Oft nur für Touristen, aber auch zur eigenen Identitätssuche und -findung erlebte das Schamanentum eine Renaissance. Der Schamane nutzte unter anderem, das Instrument des Tubilaks für die Ausübung von weißer und schwarzer Magie. Das aus Tier- und Leichenteilen zusammensetzte Monster wurde durch geheime Zeremonien zum Leben erweckt und ausgesandt, um anderen gezielt Schaden zuzufügen.

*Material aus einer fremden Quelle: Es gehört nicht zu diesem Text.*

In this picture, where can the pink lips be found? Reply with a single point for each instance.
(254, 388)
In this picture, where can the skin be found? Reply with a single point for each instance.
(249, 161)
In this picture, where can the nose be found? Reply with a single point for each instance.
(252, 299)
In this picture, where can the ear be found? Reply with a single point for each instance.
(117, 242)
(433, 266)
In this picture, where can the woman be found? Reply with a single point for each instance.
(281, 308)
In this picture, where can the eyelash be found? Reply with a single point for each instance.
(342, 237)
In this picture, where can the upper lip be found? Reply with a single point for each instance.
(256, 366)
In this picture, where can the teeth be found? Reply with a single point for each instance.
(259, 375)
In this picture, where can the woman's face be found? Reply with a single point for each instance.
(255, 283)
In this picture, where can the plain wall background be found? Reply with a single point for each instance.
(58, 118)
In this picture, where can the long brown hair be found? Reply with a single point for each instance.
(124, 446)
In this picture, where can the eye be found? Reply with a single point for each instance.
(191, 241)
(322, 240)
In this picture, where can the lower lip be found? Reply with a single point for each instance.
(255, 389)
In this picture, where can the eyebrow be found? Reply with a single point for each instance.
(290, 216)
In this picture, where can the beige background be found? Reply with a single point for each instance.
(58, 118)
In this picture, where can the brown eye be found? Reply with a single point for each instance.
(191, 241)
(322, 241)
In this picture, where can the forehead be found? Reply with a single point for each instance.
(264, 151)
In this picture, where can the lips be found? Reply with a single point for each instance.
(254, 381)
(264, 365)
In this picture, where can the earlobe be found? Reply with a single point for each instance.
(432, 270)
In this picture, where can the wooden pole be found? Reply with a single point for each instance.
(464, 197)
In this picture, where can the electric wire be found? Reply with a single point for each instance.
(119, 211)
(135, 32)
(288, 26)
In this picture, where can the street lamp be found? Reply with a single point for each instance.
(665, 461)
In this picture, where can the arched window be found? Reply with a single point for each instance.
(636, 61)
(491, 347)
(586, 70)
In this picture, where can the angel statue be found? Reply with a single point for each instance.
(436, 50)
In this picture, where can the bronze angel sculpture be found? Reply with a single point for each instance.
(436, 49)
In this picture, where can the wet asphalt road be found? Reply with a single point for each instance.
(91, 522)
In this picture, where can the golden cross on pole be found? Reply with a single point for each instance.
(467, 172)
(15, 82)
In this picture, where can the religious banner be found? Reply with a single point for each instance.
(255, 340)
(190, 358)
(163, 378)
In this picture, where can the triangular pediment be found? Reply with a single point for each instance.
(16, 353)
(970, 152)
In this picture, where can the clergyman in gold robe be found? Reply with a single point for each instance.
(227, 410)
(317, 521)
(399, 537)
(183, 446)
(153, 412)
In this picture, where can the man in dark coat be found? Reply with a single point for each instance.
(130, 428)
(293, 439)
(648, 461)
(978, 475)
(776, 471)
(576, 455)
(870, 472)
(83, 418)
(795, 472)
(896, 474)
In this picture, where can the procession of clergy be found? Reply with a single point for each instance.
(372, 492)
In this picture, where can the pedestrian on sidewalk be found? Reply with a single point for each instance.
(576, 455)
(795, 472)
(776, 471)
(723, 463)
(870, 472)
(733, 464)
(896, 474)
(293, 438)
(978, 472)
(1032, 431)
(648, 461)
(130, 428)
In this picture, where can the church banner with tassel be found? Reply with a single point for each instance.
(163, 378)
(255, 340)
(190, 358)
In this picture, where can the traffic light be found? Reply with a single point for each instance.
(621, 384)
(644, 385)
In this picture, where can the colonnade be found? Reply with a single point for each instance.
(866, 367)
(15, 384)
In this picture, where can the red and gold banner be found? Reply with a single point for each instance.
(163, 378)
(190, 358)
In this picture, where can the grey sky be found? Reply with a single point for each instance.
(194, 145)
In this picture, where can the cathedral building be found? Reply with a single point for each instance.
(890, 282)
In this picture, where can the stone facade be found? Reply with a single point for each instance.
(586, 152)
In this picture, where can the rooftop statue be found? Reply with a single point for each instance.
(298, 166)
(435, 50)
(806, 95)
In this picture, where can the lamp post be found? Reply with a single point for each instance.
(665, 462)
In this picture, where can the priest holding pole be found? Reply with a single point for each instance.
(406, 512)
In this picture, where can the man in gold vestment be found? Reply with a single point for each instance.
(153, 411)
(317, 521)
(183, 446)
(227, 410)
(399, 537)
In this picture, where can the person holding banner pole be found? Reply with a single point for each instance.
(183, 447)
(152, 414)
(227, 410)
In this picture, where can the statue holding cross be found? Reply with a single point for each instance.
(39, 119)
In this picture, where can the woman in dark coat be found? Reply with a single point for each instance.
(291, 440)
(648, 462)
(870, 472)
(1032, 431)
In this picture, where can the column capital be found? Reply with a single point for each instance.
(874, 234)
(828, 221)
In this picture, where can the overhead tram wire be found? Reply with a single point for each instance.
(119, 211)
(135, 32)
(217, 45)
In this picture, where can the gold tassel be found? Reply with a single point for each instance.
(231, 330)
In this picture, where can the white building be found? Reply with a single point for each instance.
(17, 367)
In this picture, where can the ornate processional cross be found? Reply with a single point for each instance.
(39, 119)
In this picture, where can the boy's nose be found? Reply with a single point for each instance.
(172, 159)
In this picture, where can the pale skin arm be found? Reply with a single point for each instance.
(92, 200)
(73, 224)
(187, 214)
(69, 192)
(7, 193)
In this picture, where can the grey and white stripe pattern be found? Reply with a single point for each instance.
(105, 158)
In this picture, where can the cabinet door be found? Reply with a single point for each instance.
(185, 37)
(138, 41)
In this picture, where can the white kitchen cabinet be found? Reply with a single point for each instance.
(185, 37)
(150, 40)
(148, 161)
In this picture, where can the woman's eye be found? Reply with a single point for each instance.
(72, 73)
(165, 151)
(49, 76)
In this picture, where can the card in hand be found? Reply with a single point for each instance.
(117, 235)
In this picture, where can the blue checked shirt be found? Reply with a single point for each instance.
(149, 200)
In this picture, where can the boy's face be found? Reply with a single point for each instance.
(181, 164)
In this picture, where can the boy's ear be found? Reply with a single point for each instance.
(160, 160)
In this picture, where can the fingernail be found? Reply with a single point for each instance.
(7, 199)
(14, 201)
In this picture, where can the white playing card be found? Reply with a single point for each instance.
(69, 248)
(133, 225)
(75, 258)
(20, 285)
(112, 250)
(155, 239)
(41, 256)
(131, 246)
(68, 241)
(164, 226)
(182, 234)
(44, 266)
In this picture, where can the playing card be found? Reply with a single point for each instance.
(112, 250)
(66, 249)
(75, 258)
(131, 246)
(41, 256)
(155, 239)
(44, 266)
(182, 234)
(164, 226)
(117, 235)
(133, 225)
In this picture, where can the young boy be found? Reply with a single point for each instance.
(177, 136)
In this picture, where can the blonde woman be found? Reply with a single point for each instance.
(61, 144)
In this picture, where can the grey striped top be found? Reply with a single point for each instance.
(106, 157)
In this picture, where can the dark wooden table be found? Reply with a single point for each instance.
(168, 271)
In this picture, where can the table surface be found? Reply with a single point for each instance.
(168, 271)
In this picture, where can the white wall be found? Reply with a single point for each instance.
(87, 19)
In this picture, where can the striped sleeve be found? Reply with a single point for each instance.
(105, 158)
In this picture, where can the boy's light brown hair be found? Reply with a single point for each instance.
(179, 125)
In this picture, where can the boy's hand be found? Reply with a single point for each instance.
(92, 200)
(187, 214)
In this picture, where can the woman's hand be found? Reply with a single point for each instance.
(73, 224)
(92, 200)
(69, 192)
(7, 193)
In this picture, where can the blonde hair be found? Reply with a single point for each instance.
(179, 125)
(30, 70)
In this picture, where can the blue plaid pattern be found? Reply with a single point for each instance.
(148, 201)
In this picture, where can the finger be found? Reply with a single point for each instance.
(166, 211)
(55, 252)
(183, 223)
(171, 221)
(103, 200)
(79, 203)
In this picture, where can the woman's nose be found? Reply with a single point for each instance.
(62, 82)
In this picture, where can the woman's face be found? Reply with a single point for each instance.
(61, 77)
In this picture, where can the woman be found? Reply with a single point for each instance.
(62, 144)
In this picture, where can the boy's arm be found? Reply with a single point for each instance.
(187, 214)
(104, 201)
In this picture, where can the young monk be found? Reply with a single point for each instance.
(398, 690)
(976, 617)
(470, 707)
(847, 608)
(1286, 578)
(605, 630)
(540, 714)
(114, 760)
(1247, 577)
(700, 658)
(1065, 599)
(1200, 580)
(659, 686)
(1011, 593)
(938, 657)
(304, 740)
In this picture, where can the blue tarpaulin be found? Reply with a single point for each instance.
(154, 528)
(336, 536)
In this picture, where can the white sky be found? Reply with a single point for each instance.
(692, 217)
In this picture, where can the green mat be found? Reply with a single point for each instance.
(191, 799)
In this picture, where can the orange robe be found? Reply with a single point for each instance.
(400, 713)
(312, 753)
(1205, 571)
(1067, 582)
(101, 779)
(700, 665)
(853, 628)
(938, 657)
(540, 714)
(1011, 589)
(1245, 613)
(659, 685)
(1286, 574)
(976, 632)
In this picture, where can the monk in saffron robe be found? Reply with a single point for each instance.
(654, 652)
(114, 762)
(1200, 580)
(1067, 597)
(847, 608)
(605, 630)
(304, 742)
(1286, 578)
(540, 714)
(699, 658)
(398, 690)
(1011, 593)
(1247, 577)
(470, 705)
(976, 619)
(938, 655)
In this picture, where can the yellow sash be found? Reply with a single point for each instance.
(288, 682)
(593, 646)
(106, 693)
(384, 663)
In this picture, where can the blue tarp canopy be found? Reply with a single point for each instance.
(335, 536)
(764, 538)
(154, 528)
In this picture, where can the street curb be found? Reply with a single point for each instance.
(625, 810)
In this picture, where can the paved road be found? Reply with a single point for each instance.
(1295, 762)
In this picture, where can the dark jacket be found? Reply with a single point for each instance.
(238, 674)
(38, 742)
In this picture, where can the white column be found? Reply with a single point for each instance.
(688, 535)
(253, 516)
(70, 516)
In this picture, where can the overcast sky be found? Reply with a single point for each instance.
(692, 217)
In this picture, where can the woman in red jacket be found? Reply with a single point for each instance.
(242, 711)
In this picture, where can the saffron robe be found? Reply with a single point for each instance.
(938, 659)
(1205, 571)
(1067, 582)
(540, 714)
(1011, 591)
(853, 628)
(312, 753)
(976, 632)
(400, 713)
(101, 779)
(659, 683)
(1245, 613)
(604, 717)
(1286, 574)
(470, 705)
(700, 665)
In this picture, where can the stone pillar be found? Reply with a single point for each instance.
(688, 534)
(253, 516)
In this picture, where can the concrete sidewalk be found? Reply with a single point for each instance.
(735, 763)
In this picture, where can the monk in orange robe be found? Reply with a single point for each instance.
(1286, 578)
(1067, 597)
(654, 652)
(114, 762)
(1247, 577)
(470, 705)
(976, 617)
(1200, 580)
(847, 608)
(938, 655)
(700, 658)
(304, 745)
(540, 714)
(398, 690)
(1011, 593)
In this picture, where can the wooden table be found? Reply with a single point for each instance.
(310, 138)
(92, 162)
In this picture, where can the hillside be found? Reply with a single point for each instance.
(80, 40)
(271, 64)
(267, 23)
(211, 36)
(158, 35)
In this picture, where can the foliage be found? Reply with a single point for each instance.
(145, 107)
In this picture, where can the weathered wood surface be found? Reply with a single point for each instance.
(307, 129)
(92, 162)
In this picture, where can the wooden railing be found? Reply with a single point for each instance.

Dazu musste der Tupilak dem Feind überall hin folgen und sich in allen Elementen gut bewegen können. Dementsprechend wird berichtet, der Tupilak habe ursprünglich aus einem Lederbeutel bestanden, in den verschiedene Gegenstände mit Symbolcharakter gelegt wurden, zum Beispiel Vogelfedern als Symbol für Luft, Eisbärenkrallen für Land und ein Pottwalzahn für Wasser. Der Widerpart vermochte deshalb den unsichtbaren Mächten gegenüber kaum Gegenwehr leisten, es sei denn, er verfügte über einen stärkeren Tupilak, der einen Gegenschlag ausführen konnte. Zentrale Bedeutung hatte die Wiederherstellung der Balance mit der Umwelt.
Was auf den ersten Blick als gruseliger Aberglauben erscheint, vermittelt bei längerem Nachdenken neue Einsichten. Die „zivilisierten Kulturmenschen“ vergessen im Gegensatz zu den indigenen Völkern, dass sie nur ein Teil eines ökologischen Netzwerkes sind. Der Schamanenglaube sieht die gesamte Gesellschaft im Einklang mit der Natur. Der Raubbau an den Ressourcen des Planeten wird dagegen von den „zivilisierten“ Investoren ignoriert. Das ressourcenfressende und alles vernichtende Monster sind wir selbst. Ob schamanische Zeremonien dem Tupilak aus den USA oder China Einhalt gebieten können, erscheint nach den Erfahrungen als ein hoffnungsloses Unterfangen. Die aktuellen Nachrichten über das Trump-Angebot spiegeln vielmehr den rücksichtslosen Kampf zwischen den Großmächten wider, wer die Rechte in der Arktis bekommt. Die Insel ist reich an Bodenschätzen wie Zink, Öl oder Gas. Die Inuit, ihre Kultur sowie die Umwelt spielen dabei keine Rolle.